None of these sixty-five stories has ever been included in any French edition of Maupassant’s works; I have been able to identify four as tales from the collected works of one of Maupassant’s fellow-journalists, René Maizeroy; the authorship of the remainder is unknown; but almost without exception internal evidence shows them to be non-Maupassantian. Falsity is particualrly obvious in those dealing with Central and Eastern European life, especially Vienna and Budapest society, territory never explored by Maupassant, and here described in a very non-Maupassant style. Almost all of the sixty-five give the impression of having been trash in their original language or languages, whatever it or they may have been.

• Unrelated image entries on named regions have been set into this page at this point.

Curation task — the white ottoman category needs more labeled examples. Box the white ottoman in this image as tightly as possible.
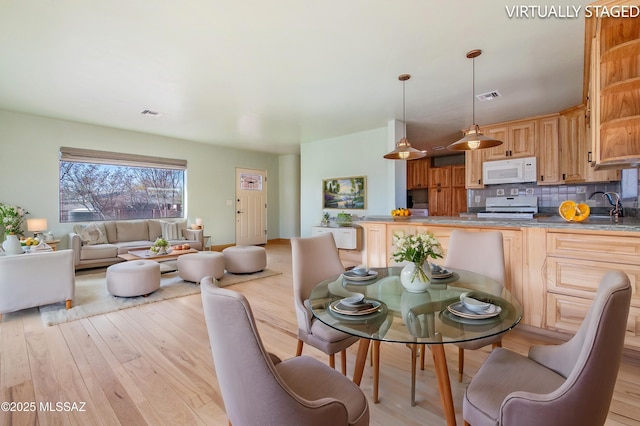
[107,260,160,297]
[222,246,267,274]
[178,251,224,283]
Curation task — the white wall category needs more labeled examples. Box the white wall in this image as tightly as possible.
[0,110,284,248]
[300,121,406,237]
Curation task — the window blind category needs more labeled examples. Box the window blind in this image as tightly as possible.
[60,146,187,170]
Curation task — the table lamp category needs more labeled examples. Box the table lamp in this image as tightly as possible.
[27,218,48,238]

The Dunne collection was followed, during subsequent years, by many smaller, less elaborate Maupassant collections for smaller purses, and although Dunne's collection was copyright it seems to have been without real protection, for in the later collections various of the fake stories first published by Dunne continued to appear and reappear.

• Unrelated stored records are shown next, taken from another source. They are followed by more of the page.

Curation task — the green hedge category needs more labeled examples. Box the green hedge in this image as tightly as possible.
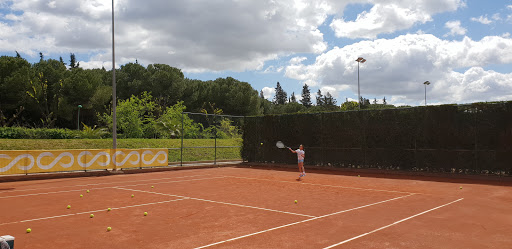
[242,101,512,175]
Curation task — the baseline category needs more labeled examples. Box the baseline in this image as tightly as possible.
[195,194,414,249]
[323,198,464,249]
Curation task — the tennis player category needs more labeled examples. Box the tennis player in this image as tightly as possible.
[288,144,306,178]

Francis Steegmuller (1949). Maupassant: A Lion in the Path, pp. 355–357. New York: Grosset & Dunlap.
The following list gives, for each of the fake Maupassant stories, its English title (or titles; some stories were reprinted under different titles), its true author, its original title, and the collection in which it appeared. The list was compiled by Kazuhiko Adachi (足立和彦) and contains the 65 fake stories found by Steegmuller, plus one more (‘Mad’) found by Onishi Tadao (大西忠雄). The stories are by René Maizeroy (28), Jean Richepin (20), and Leopold von Sacher-Masoch (18).
To answer the ‘why’ of the question is probably impossible now, but it is easy to imagine plausible scenarios. Perhaps the publisher had employed a translator in Paris to go to the archives of Gil Blas, La Lanterne and so on, dig out old stories by Maupassant, and submit English translations, at so many cents a word. An unscrupulous translator might have found it tempting to eke out a little extra cash by passing off some stories by other authors. Or, more likely, the publisher deliberately included the more risqué and sensational stories of Maizeroy, Richepin and Sacher-Masoch, in order to increase the appeal of the collection.